Three dozen units will participate in physical portions of the large-scale exercise, while more than 50 will join the exercise remotely, said Lt. Cmdr. Tabitha Klingensmith, with U.S. Fleet Forces Command. Participating units will include personnel from all three Marine expeditionary forces and sailors from the Navy’s Second, Third, Sixth, Seventh and Tenth fleets.
While the U.S. has held big naval exercises like Bold Alligator and Rim of the Pacific, Klingensmith said the training events are growing in scope and complexity. Chief of Naval Operations Adm. Mike Gilday has referred to the upcoming large-scale exercise as the biggest naval training event in a generation.
That’s because combining live and virtual participants “will expand the playing field beyond what has ever been achieved in live-only exercises,” Klingensmith said.
“LSE 2021 will use technologies similar to what you see in virtual video gaming environments to expand the number of participants by linking commands and units around the globe virtually, thereby increasing the number of players, real and synthetic, to better replicate the realistic scale of scenarios the Navy and Marine Corps team is likely to face in the future,” she added.
The sailors and Marines participating will test several concepts they’re likely to encounter in a possible conflict with China.

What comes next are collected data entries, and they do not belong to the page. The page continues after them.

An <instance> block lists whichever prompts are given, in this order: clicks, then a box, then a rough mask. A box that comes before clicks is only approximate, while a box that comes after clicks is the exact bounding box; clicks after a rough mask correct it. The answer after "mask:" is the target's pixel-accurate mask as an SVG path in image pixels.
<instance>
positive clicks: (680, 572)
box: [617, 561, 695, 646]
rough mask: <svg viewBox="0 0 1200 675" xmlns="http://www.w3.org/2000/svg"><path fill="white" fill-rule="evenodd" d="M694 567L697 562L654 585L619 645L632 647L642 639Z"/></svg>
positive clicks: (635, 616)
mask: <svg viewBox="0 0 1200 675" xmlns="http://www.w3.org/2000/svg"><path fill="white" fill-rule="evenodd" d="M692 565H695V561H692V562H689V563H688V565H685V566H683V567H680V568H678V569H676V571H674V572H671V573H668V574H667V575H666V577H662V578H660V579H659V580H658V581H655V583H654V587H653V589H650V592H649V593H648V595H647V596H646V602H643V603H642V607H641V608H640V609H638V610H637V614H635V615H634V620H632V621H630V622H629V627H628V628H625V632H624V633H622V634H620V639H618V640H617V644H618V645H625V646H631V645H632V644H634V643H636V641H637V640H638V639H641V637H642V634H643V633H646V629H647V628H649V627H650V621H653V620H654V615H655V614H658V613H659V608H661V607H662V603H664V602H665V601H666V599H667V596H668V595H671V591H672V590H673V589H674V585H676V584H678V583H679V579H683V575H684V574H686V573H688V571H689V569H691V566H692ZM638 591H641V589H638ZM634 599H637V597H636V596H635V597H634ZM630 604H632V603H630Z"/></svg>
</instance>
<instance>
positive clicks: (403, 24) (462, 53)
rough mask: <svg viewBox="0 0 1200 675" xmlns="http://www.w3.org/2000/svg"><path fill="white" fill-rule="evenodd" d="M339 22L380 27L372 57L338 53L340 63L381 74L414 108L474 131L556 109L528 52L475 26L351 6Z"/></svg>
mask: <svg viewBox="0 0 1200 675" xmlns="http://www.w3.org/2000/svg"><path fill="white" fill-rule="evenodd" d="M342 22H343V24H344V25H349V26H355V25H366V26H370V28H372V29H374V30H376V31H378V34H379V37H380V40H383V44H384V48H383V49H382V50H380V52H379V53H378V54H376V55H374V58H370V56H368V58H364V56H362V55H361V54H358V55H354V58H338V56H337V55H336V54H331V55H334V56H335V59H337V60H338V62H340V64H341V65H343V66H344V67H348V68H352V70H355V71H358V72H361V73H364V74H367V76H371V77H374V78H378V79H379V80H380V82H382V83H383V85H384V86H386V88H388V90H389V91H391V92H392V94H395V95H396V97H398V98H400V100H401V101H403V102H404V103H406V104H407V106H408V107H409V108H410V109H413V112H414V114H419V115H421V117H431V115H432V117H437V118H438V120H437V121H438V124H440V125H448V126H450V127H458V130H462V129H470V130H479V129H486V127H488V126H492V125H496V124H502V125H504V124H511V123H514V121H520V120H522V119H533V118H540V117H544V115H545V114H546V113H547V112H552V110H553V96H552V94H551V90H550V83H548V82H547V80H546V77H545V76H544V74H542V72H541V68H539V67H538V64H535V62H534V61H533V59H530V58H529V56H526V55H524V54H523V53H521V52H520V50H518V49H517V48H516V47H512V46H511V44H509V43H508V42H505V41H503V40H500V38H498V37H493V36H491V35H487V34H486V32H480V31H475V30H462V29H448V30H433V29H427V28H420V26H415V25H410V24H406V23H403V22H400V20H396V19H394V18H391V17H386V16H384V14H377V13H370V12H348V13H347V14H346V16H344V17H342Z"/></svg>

Scenarios will test the sailors and Marines’ ability to conduct distributed operations; expeditionary advanced-base operations; littoral operations in a contested environment; and command and control in a contested environment.
“We’ve been applying warfighting concepts like Distributed Maritime Operations … to fleet battle problems at the strike group level to rapidly advance organizational learning,” Grady said. “LSE 2021 is important because we will apply those lessons learned at-scale to further our employment of synchronized, integrated operations across all domains globally, to ensure we remain the superior maritime force in a high-end fight.”
The Navy and Marine Corps are finalizing details on the exercise, but Klingensmith said they plan to incorporate at least one unmanned platform — the Autonomous Littoral Connector, a surface vessel that can provide logistics support from shore to ship.
That’s traditionally a Navy mission, she said, but during the exercise it’ll be under the command and control of the Marine Corps. The 2021 updates to Commandant Gen. David Berger’s Force Design plans for the Marine Corps call for that service to — in partnership with the Navy — explore developing “littoral maneuver groups” to operate the future light amphibious warship.
Editor’s note: This story has been updated to correct the number of time zones involved in the exercise.